J'hésite entre répondre à son bonjour de façon calme et polie ou lui mettre un coup de tête pour m'avoir surpris de la sorte. Enfin, pour choisir, il faudrait d'abord que je me remette de ma mini crise cardiaque.
« -Oops je t'ai fait peur ? » Qu'il ose me demander cet idiot avec un sourire bien niais en plus.
« -Dans quel univers pourrais-tu me faire peur ? » J'essaie de regagner un peu de charisme, je ne dois pas perdre la face devant lui.
« -Mouais c'est ça. Alors t'écoutes quoi ? » Il enchaîne aussi imperturbable qu'adorable.
« -Apocalyptca. Ça te dit quelque chose ? »
« -J'aurais pas cru que t'étais du genre metalleux. Quoique, vu que tu portes souvent du noir, j'aurais dû m'en douter. » Il me taquine là. Je ne rêve pas ?
Et puis je ne suis pas constamment en noir d'abord. C'est ma couleur favorite alors je fais en sorte de la mettre souvent mais je préfère largement porter du bleu. Surtout quand il fait chaud.
«- Me dit le mec qui en plus d'avoir les cheveux verts s'habille en vert. C'est pas une plante qui risque de me donner des leçons de mode. »
Ce qui était sensé être une pique de ma part sonne comme la blague de l'année à ses oreilles. Il éclate tout naturellement de rire. Ce maudit rire qui me file des insectes dans l'abdomen.
« -Je ne m'en étais même pas rendu compte en plus. J'adore cette couleur. Est-ce que tu sais qu'elle symbolise la vie et le renouveau ? Et puis je trouve que ça me va bien, pas toi ? » J'aime pas trop le ton narquois qu'il emploi à la fin de son monologue alors je me contente d'hausser les épaules.
Après c'est vrai que ça lui va bien.
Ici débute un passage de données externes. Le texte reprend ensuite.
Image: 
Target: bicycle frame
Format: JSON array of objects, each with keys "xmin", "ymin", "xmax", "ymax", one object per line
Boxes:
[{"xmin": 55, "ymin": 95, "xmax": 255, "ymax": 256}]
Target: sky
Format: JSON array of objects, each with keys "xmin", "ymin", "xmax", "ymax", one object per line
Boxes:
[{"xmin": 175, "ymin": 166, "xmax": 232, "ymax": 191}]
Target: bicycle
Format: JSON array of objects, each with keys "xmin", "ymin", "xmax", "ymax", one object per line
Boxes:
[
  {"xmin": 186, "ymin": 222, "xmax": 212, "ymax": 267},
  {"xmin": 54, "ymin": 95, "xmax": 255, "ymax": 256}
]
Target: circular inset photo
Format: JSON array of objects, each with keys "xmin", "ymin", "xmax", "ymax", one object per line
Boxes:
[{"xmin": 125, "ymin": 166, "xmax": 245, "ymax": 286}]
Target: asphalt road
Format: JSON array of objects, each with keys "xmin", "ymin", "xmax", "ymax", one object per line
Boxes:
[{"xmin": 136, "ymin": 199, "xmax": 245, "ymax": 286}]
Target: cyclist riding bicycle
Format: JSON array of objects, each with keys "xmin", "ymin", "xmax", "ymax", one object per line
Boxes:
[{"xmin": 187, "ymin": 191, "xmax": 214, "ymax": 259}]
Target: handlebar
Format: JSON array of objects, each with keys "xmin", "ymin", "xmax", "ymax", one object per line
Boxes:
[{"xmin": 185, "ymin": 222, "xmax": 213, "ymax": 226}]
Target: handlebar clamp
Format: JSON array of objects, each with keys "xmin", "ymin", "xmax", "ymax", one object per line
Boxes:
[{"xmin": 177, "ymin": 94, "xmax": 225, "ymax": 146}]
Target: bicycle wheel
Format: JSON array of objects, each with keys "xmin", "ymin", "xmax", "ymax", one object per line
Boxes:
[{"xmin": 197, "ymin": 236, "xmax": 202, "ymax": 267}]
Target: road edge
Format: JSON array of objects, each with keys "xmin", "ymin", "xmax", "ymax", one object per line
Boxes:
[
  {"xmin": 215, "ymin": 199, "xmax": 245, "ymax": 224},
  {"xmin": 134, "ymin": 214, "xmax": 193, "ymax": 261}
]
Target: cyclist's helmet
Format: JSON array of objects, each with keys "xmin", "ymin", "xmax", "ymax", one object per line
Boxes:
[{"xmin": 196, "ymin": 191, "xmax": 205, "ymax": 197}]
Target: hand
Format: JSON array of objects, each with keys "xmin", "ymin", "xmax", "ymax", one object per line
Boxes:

Sa chemise verte à manches courtes fait ressortir les muscles bien dessinés de ses bras, idem pour son short qui dessine à merveille ses jambes...
Mais oh ! À quoi je pense là !?
Bien sûr le bougre a évidemment capté que je le matais un peu trop et m'observe avec curiosité, la tête sur le côté et tout comme un petit chien.
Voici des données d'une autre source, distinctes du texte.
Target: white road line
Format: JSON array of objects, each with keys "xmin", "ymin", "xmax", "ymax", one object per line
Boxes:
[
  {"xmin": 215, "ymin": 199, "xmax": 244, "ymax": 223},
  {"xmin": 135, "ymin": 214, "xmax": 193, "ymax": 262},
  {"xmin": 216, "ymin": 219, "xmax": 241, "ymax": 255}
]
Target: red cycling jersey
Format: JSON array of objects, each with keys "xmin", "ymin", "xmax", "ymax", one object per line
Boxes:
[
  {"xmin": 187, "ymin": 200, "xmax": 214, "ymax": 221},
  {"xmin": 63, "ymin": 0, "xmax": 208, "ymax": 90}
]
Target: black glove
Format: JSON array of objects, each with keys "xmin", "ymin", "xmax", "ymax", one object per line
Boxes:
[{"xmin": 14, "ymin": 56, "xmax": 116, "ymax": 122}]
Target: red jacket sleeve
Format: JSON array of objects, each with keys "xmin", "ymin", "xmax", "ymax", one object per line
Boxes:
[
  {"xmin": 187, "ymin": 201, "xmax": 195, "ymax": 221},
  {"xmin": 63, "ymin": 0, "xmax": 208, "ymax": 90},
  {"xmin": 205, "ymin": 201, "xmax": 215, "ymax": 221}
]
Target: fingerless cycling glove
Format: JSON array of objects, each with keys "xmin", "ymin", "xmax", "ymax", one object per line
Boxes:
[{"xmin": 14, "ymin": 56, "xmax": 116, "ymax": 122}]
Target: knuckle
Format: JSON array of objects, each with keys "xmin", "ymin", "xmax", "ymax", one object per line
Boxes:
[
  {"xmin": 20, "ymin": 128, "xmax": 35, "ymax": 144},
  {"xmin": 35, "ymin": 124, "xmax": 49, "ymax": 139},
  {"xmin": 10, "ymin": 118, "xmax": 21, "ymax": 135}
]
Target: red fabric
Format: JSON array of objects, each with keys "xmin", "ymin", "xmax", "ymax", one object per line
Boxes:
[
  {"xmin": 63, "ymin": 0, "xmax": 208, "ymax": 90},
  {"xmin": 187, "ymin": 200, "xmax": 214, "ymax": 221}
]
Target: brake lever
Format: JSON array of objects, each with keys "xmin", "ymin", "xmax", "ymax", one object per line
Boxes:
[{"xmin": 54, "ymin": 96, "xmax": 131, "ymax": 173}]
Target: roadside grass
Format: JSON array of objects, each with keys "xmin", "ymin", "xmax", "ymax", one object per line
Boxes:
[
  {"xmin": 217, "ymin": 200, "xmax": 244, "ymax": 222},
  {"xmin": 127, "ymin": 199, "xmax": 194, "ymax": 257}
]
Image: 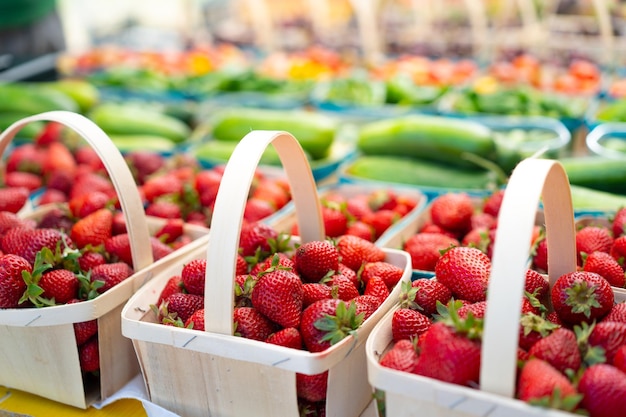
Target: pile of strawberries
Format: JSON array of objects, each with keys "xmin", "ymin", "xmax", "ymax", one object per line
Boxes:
[
  {"xmin": 152, "ymin": 222, "xmax": 404, "ymax": 413},
  {"xmin": 380, "ymin": 196, "xmax": 626, "ymax": 417},
  {"xmin": 291, "ymin": 187, "xmax": 419, "ymax": 242}
]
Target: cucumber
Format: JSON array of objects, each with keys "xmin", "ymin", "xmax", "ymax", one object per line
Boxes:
[
  {"xmin": 345, "ymin": 155, "xmax": 497, "ymax": 190},
  {"xmin": 211, "ymin": 108, "xmax": 338, "ymax": 160},
  {"xmin": 559, "ymin": 155, "xmax": 626, "ymax": 194},
  {"xmin": 357, "ymin": 115, "xmax": 496, "ymax": 168},
  {"xmin": 0, "ymin": 82, "xmax": 79, "ymax": 116},
  {"xmin": 88, "ymin": 103, "xmax": 191, "ymax": 143},
  {"xmin": 109, "ymin": 135, "xmax": 176, "ymax": 152}
]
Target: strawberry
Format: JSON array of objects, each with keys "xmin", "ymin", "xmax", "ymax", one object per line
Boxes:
[
  {"xmin": 361, "ymin": 261, "xmax": 404, "ymax": 291},
  {"xmin": 156, "ymin": 275, "xmax": 183, "ymax": 305},
  {"xmin": 411, "ymin": 279, "xmax": 452, "ymax": 317},
  {"xmin": 576, "ymin": 226, "xmax": 613, "ymax": 265},
  {"xmin": 239, "ymin": 222, "xmax": 278, "ymax": 258},
  {"xmin": 265, "ymin": 327, "xmax": 302, "ymax": 349},
  {"xmin": 233, "ymin": 307, "xmax": 275, "ymax": 341},
  {"xmin": 551, "ymin": 271, "xmax": 614, "ymax": 325},
  {"xmin": 380, "ymin": 339, "xmax": 418, "ymax": 373},
  {"xmin": 90, "ymin": 262, "xmax": 133, "ymax": 294},
  {"xmin": 292, "ymin": 240, "xmax": 339, "ymax": 282},
  {"xmin": 517, "ymin": 358, "xmax": 580, "ymax": 408},
  {"xmin": 180, "ymin": 258, "xmax": 206, "ymax": 296},
  {"xmin": 415, "ymin": 303, "xmax": 482, "ymax": 385},
  {"xmin": 611, "ymin": 207, "xmax": 626, "ymax": 238},
  {"xmin": 588, "ymin": 320, "xmax": 626, "ymax": 363},
  {"xmin": 70, "ymin": 208, "xmax": 113, "ymax": 248},
  {"xmin": 68, "ymin": 191, "xmax": 111, "ymax": 218},
  {"xmin": 300, "ymin": 298, "xmax": 363, "ymax": 352},
  {"xmin": 435, "ymin": 246, "xmax": 491, "ymax": 302},
  {"xmin": 337, "ymin": 235, "xmax": 385, "ymax": 271},
  {"xmin": 391, "ymin": 308, "xmax": 431, "ymax": 342},
  {"xmin": 0, "ymin": 254, "xmax": 33, "ymax": 308},
  {"xmin": 184, "ymin": 308, "xmax": 204, "ymax": 331},
  {"xmin": 404, "ymin": 233, "xmax": 460, "ymax": 271},
  {"xmin": 296, "ymin": 371, "xmax": 328, "ymax": 402},
  {"xmin": 430, "ymin": 193, "xmax": 474, "ymax": 235},
  {"xmin": 528, "ymin": 327, "xmax": 582, "ymax": 373},
  {"xmin": 78, "ymin": 336, "xmax": 100, "ymax": 372},
  {"xmin": 4, "ymin": 171, "xmax": 43, "ymax": 193},
  {"xmin": 39, "ymin": 269, "xmax": 78, "ymax": 304},
  {"xmin": 582, "ymin": 251, "xmax": 626, "ymax": 288},
  {"xmin": 578, "ymin": 363, "xmax": 626, "ymax": 417},
  {"xmin": 252, "ymin": 269, "xmax": 303, "ymax": 327},
  {"xmin": 0, "ymin": 187, "xmax": 30, "ymax": 213}
]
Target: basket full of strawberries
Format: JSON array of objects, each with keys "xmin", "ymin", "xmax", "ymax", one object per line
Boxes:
[
  {"xmin": 366, "ymin": 159, "xmax": 626, "ymax": 417},
  {"xmin": 122, "ymin": 131, "xmax": 410, "ymax": 416}
]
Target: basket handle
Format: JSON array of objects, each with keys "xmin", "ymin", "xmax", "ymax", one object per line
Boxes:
[
  {"xmin": 0, "ymin": 110, "xmax": 153, "ymax": 274},
  {"xmin": 480, "ymin": 158, "xmax": 576, "ymax": 398},
  {"xmin": 204, "ymin": 130, "xmax": 325, "ymax": 335}
]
« -Ça va ? T'as eu un beug d'un coup. » Il a l'air inquiet.
« -T'inquiètes, je me suis perdu dans mes pensées un instant. »
« -Et si je te demandais lesquelles...? »
« -Je te répondrais de lâcher l'affaire. »
Maintenant il a l'air contrarié. Je soupire et cherche rapidement un moyen de lui rendre le sourire.
Le seul truc qui me vient à l'esprit c'est de retirer un écouteur et le lui tendre pour l'inviter silencieusement à écouter avec moi. Ça marche, il sourit de nouveau.
Je ne me lasserai jamais de la lumière qui irradie de lui quand il le fait. Cette chaleur qui ne brûle pas, douce, confortable et forte en même temps.
Malheureusement nous sommes bien vite interrompus par le prof qui entre dans la salle. Je ne m'étais même pas rendu compte que ça avait sonné. Fait chier.
« -On remet ça plus tard. » Lui aussi semble déçu.
J'acquiesce en hochant la tête.
Et alors qu'ils sort et ouvre son cahier, je fais un constat effroyable.
L'écriture sur la lettre n'est pas la sienne.